1998 Utah State House of Representatives election District 43
| Party |  | Candidate | Votes | % |
|---|---|---|---|---|
|  | Republican | Wayne A. Harper | 3,021 | 55.9% |
|  | Democratic | Mary K. Hammond | 2,380 | 44.1% |
| Total votes |  |  | 5,401 | 100% |

== Legislation ==

=== 2016 sponsored bills ===

| Bill number and Title | Status of Bill |
|---|---|
| S.B. 6 Infrastructure and General Government Base Budget | Governor Signed 2/16/2016 |
| S.B. 11 Cancellation of Auto Insurance Coverage | Governor Signed 3/21/2016 |
| S.B. 22 Foreclosure of Residential Rental Property | Governor Signed 3/28/2016 |
| S.B. 31 Tax Commission Levy Process | Governor Signed 3/28/2016 |
| S.B. 65 Sales and Use Tax Reporting Requirements | Senate/Filed for bills not passed 3/10/2016 |
| S.B. 68 Property Tax Amendments | Governor Signed 3/28/2016 |
| S.B. 74 Aviation Amendments | Governor Signed 3/28/2016 |
| S.B. 82 Child Welfare Modifications | Governor Signed 3/23/2016 |
| S.B. 86 Sales and Use Tax Compliance Amendments | Senate/Filed for bills not passed 3/10/2016 |
| S.B. 135 Administrative Law Judge Amendments | Governor Signed 3/23/2016 |
| S.B. 151 Community Development and Renewal Agencies Act Revisions | Governor Signed 3/28/2016 |
| S.B. 158 Juvenile Court and Child Abuse Amendments | Governor Signed 3/28/2016 |
| S.B. 160 Federal Funds Budget Reserve Account | Senate/Filed for bills not passed 3/10/2016 |
| S.B. 182 Sales and Use Tax Revisions | Senate/Filed for bills not passed 3/10/2016 |
| S.B. 193 Utah Communications Authority Act Amendments | Governor Signed 3/22/2016 |
| S.B 210 Unmanned Vehicle Revisions | Senate/Filed for bills not passed 3/10/2016 |
| S.B. 220 Non Judicial Foreclosure Amendments | Governor Signed 3/25/2016 |
| S.C.R. 2 Concurrent Resolution in Support of Sales and Use Tax Transactional Equity | Governor Signed 3/17/2016 |
| S.J.R. 3 Proposal to Amend Utah Constitution-Property Tax Exemptions | Senate/To Lieutenant Governor 3/16/2016 |

=== Notable legislation ===
In 2016 Senator Harper passed Senate Bill 210, which outlines and regulates the use of recreational drones in Utah. The law also gives local police the authority to shoot down drones if they are not in compliance with the law, and if being shot down does not pose a threat to people or animals. This bill does not apply to commercial drones.

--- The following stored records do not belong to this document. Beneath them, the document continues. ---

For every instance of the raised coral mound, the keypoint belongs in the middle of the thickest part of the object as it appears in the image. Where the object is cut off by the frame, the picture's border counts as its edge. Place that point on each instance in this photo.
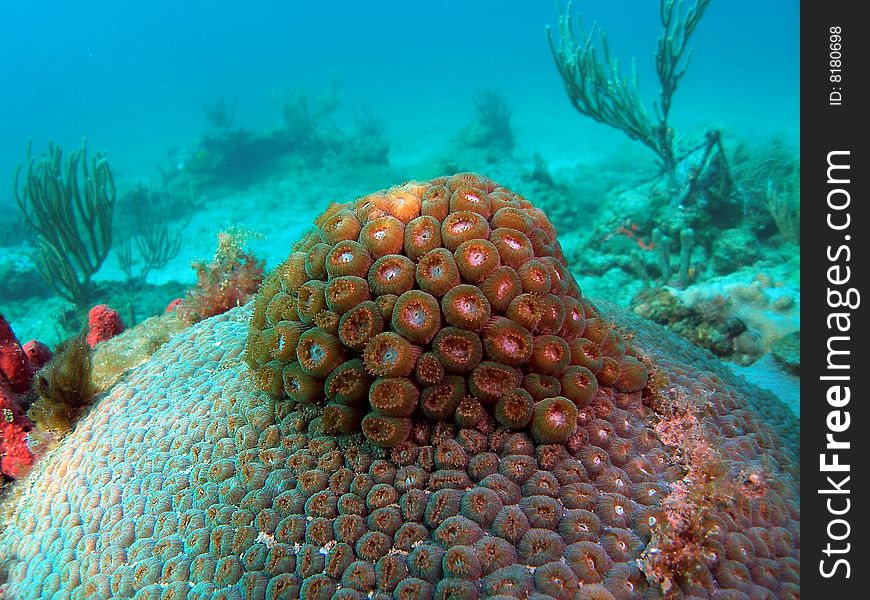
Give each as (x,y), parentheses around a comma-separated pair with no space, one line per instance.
(186,480)
(440,302)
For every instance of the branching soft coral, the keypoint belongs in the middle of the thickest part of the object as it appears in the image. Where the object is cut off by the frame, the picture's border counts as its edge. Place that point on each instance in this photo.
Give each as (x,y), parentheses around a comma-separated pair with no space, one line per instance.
(227,281)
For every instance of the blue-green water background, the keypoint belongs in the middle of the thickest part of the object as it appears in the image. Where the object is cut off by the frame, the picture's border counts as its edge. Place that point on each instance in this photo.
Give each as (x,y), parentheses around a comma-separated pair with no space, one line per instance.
(133,76)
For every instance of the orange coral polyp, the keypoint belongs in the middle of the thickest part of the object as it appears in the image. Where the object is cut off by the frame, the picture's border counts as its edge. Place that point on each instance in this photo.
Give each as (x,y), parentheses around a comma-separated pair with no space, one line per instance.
(514,247)
(550,355)
(348,383)
(417,316)
(458,350)
(343,225)
(403,203)
(315,261)
(535,277)
(466,307)
(343,293)
(471,199)
(462,226)
(392,274)
(579,385)
(439,402)
(541,386)
(525,309)
(553,420)
(476,260)
(311,299)
(359,325)
(436,202)
(386,432)
(301,386)
(388,354)
(319,353)
(382,236)
(348,258)
(502,286)
(510,217)
(489,381)
(575,319)
(514,409)
(292,272)
(422,235)
(437,272)
(429,370)
(394,396)
(417,285)
(507,342)
(552,315)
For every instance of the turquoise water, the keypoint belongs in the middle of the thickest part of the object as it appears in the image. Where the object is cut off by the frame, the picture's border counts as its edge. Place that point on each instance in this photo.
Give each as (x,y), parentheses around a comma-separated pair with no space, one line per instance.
(133,77)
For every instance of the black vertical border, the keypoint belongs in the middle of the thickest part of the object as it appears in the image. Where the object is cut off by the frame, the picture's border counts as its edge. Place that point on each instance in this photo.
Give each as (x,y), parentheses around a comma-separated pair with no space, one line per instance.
(827,128)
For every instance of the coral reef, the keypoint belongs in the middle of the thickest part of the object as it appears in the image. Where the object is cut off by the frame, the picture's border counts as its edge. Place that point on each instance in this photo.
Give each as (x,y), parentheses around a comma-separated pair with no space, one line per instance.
(491,301)
(15,457)
(17,365)
(104,323)
(188,478)
(226,281)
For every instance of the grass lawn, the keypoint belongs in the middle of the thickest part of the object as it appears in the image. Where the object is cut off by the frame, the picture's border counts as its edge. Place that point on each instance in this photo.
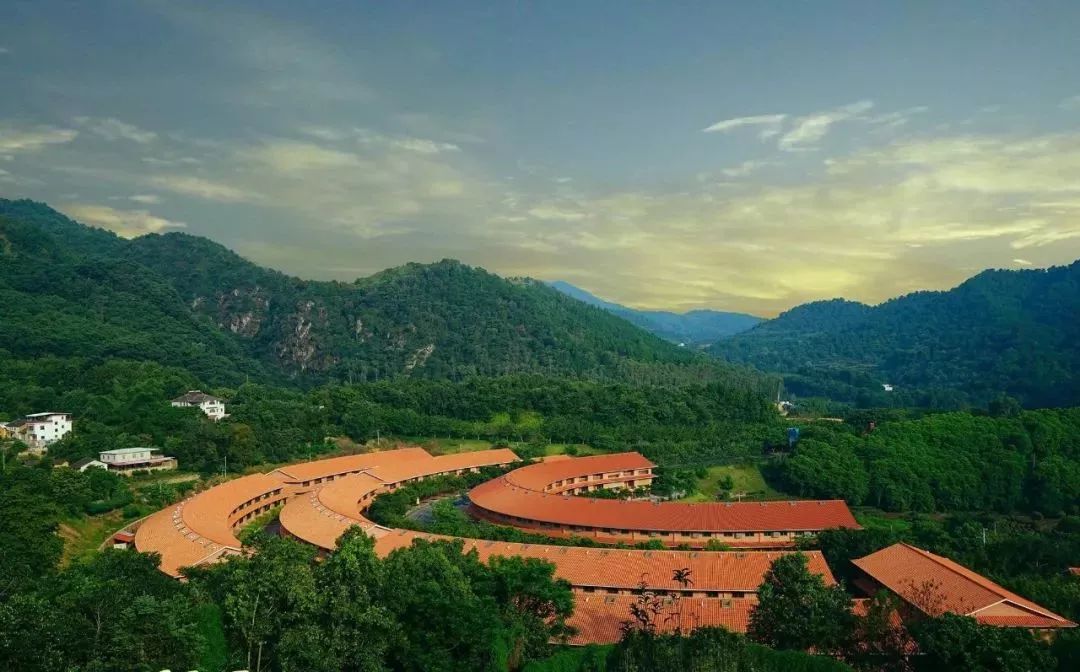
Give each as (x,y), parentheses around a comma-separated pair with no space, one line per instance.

=== Controversial legislation ===
In 2018 Harper sponsored SB136 which was signed into law. Among other provisions, SB136 includes an additional annual registration fee of up to $120 on clean air vehicles. The additional fees were opposed by air quality advocates such as the nonprofits Breathe Utah, and Utah Clean Energy which has stated the fees are misguided. Clean air advocates have voiced concerns that the additional fees will slow electric vehicle adoption and promote poorer air quality in Utah. There are an estimated 1,000–2,000 deaths in Utah annually due to poor air quality, and emissions from gasoline and diesel powered vehicles, are the primary cause of pollution.

In 2021 Harper sponsored HB209 to increase EV fees in Utah to $300 annually in addition to normal registration costs. HB209 did not pass. In 2023 Harper sponsored HB301, which passed, and will levy a tax of 12.5% on electricity at EV charging stations. This adds a third tax at charging stations in Utah on top of existing sales and franchise taxes, and some analyses estimate some EV owners will pay twice as much tax as gasoline fueled vehicle drivers.

In February 2025, Harper introduced SB195, which removed Salt Lake City's authority to plan its own streets. In support of the bill, Harper cited a paper critical of the city's safe streets initiative that was reportedly largely AI-generated.